Nick Harvey – Liberal Democrat MP for North Devon

The tough economic climate has had a huge impact on many aspects of life in North Devon.

North Devon Council has seen annual cuts to its slice of government grant, stretching local services to crisis point.

I've been campaigning hard in Parliament to end the unfair funding bias towards urban areas – the situation is intolerable when people here pay on average £76 more in council tax than city-dwellers.

North Devon's economic development is key to recovery. While our manufacturing industry thrives, this is a low-wage area and we suffer a loss of young talent to cities.

We have some serious pockets of rural poverty and there is a shocking shortage of housing local people can afford.

Peter Heaton-Jones, Conservative Party

The local economy: The Government's policies are securing economic growth nationally. This must continue so that businesses, families, young people and pensioners in North Devon all benefit from a stronger economy locally.

Planning and Development – with growing pressure to build more houses, we must have a robust and sustainable planning framework. Local people's voices must be heard whenever new developments are proposed.

Rural funding: Currently, North Devon doesn't get a fair share of funding. This is especially so in rural and farming communities. The Government is making improvements, and I will work hard with all parties to ensure we get more.

Broadband: North Devon needs fast broadband coverage for residents and, vitally, for small businesses. I am concerned that this is not happening quickly enough.

Transport infrastructure: The A361 is not fit for purpose. Despite the cost, this cannot be ignored. Public transport, including the Tarka Line, also needs improving.

Steve Crowther – UKIP

North Devon has a unique charm as a tourist destination, but it has been left parlously short of other economic activity.

Throwing up turbines (built in Germany) and solar panels (China), or creating an artificial boom in house building, provides no long-term jobs for our young people.

So they leave, and we import thousands of over-64s. That does create an economy of sorts, but is it the one we want?

One in six North Devonians work in tourism, our largest industry, which depends on the sun staying out – not a recipe for economic growth.

If North Devon had serious investment in high-speed broadband and other business infrastructure, it could now be becoming the "knowledge economy" powerhouse that the EU says it should be (instead of agriculture, which they apparently want us to stop doing). That's our future – building world-beating businesses without geographical limitations, in a place that people actually want to live.

Then we can get earnings up, and maybe our youngsters will be able to afford to buy a house here.

Mark Cann – Labour

North Devon has some of the lowest pay rates in the country and the lack of affordable homes is a local and national disgrace.

We need investment in jobs, more help for small businesses, more help for the young unemployed and more help for people in housing need.
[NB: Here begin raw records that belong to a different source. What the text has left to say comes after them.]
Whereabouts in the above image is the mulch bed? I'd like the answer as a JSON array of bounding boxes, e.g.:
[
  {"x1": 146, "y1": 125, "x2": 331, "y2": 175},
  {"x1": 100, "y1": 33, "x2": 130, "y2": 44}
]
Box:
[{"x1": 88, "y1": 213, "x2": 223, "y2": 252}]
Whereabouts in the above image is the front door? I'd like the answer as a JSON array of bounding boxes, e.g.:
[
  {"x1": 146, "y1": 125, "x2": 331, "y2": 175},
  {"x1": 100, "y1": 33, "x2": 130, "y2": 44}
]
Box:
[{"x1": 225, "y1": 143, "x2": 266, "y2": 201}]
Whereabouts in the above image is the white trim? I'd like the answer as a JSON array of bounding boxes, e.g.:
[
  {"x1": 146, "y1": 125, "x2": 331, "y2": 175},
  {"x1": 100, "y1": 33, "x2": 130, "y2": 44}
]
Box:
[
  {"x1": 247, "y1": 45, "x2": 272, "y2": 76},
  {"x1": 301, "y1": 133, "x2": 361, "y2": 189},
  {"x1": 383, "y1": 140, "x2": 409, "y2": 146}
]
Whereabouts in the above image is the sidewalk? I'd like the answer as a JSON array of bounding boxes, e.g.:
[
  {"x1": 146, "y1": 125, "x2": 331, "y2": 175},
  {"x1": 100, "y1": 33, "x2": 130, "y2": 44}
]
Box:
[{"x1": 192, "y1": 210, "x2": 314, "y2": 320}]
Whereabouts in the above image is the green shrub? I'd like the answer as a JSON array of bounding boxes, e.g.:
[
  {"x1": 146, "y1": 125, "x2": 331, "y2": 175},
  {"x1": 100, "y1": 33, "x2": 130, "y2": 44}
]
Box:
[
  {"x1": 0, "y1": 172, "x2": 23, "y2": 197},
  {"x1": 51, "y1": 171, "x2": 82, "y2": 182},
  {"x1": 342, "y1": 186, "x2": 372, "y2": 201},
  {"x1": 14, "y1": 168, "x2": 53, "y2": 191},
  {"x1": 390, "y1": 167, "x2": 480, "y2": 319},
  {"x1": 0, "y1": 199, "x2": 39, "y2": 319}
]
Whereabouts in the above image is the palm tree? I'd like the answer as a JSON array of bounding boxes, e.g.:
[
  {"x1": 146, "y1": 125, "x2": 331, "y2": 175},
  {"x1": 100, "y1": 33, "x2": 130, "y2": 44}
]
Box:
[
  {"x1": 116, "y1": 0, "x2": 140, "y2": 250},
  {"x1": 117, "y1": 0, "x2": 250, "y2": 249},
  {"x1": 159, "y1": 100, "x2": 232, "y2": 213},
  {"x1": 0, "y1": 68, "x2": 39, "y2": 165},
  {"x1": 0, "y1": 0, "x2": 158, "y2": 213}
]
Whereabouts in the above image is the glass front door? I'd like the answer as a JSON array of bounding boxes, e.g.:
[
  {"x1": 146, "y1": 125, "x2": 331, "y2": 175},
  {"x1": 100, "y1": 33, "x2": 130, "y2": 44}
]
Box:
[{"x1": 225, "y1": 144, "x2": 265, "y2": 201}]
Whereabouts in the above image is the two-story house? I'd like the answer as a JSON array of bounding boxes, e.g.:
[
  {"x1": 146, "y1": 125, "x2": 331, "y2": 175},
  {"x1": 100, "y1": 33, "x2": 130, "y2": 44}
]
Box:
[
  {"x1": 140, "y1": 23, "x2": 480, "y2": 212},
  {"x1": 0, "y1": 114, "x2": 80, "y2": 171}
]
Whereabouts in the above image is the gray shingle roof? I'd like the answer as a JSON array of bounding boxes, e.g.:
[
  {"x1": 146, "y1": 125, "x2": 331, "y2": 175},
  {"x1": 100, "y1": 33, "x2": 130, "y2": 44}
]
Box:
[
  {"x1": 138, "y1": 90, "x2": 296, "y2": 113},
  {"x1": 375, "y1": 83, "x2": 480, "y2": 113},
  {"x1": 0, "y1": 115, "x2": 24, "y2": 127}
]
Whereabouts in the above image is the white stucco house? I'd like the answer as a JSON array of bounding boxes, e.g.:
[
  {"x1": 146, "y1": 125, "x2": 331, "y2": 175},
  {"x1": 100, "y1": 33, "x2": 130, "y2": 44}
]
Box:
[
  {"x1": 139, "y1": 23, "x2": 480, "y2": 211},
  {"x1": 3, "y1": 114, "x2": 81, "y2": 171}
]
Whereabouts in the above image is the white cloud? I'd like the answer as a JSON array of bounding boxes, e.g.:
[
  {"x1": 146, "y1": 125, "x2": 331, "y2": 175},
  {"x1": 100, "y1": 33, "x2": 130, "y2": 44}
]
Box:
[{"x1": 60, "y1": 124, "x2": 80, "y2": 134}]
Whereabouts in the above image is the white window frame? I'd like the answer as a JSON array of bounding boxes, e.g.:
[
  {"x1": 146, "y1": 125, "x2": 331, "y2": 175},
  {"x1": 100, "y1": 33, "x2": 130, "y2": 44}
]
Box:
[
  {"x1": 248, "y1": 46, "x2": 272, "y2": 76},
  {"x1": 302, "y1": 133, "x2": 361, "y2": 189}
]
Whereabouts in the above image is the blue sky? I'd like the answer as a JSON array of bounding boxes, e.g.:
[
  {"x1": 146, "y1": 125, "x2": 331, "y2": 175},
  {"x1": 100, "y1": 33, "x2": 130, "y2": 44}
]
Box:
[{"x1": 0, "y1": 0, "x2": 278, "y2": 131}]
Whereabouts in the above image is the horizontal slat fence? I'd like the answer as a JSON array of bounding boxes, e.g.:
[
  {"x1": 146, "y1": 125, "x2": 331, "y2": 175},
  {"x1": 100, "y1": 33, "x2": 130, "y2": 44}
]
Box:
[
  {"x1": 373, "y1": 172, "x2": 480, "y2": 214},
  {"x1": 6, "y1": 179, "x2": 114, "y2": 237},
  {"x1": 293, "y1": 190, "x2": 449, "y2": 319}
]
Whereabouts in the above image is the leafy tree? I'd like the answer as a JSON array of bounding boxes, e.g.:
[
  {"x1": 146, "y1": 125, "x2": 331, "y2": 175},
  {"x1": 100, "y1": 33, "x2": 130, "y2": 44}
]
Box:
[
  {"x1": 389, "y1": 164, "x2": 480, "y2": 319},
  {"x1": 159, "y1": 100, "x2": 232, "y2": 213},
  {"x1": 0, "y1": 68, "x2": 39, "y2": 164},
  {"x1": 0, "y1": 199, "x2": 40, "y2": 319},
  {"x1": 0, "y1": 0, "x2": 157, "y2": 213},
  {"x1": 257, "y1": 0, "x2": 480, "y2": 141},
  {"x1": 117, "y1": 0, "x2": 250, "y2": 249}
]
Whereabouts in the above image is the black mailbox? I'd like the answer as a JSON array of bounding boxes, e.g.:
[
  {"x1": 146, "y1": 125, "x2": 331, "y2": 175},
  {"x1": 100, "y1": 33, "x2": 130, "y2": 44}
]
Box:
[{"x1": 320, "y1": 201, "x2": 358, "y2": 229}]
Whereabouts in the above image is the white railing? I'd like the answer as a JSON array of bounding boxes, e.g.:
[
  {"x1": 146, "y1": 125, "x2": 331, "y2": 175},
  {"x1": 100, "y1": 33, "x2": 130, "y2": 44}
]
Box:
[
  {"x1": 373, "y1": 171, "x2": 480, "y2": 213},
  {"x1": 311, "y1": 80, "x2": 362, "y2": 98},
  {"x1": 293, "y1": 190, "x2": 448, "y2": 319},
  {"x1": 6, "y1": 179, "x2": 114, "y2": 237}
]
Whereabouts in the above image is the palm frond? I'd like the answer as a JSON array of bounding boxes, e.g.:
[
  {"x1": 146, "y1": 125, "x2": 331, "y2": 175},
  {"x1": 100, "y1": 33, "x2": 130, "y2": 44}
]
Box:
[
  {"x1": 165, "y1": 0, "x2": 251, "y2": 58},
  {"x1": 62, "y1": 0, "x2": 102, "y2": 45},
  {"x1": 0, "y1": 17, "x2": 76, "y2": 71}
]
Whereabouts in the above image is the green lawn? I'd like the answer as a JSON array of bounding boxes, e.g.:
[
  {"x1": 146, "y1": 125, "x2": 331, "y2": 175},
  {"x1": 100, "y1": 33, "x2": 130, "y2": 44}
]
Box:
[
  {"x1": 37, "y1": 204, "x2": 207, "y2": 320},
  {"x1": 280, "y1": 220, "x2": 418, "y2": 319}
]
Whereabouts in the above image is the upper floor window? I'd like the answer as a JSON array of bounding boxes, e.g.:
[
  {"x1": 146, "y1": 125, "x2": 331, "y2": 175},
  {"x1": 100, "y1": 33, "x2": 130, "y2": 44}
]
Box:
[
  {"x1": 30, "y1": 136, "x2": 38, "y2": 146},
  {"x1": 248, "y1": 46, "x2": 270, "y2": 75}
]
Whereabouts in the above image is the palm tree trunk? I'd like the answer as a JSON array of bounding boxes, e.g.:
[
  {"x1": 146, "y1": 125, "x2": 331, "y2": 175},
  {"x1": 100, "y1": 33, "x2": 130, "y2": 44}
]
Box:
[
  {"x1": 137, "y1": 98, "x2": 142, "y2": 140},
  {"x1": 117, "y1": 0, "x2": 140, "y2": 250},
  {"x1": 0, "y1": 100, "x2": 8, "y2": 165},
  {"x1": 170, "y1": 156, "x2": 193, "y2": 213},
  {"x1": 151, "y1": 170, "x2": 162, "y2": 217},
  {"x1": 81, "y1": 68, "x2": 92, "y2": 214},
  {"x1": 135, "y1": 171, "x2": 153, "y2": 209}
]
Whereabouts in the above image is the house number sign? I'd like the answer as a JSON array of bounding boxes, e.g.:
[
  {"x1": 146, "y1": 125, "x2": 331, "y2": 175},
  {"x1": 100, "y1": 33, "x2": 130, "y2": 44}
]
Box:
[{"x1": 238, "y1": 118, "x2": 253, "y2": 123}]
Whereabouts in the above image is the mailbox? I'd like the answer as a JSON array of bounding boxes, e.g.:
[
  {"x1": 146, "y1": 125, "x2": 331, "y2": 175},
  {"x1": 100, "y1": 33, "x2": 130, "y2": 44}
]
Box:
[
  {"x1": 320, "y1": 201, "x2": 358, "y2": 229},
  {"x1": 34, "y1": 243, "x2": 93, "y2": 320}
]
That is why Labour is committed to building at least 200,000 new homes a year.

This will help tackle the lack of supply in the housing market which forces up prices and rents and will create more jobs in the process. Labour will also abolish the iniquitous Bedroom Tax.

Labour will get more people into work by guaranteeing young people and the long-term unemployed a job and will support measures to promote the Living Wage and so stop the nonsense of the state subsidising low pay.

These policies would have a major impact on our local economy and help improve living standards and life chances for all.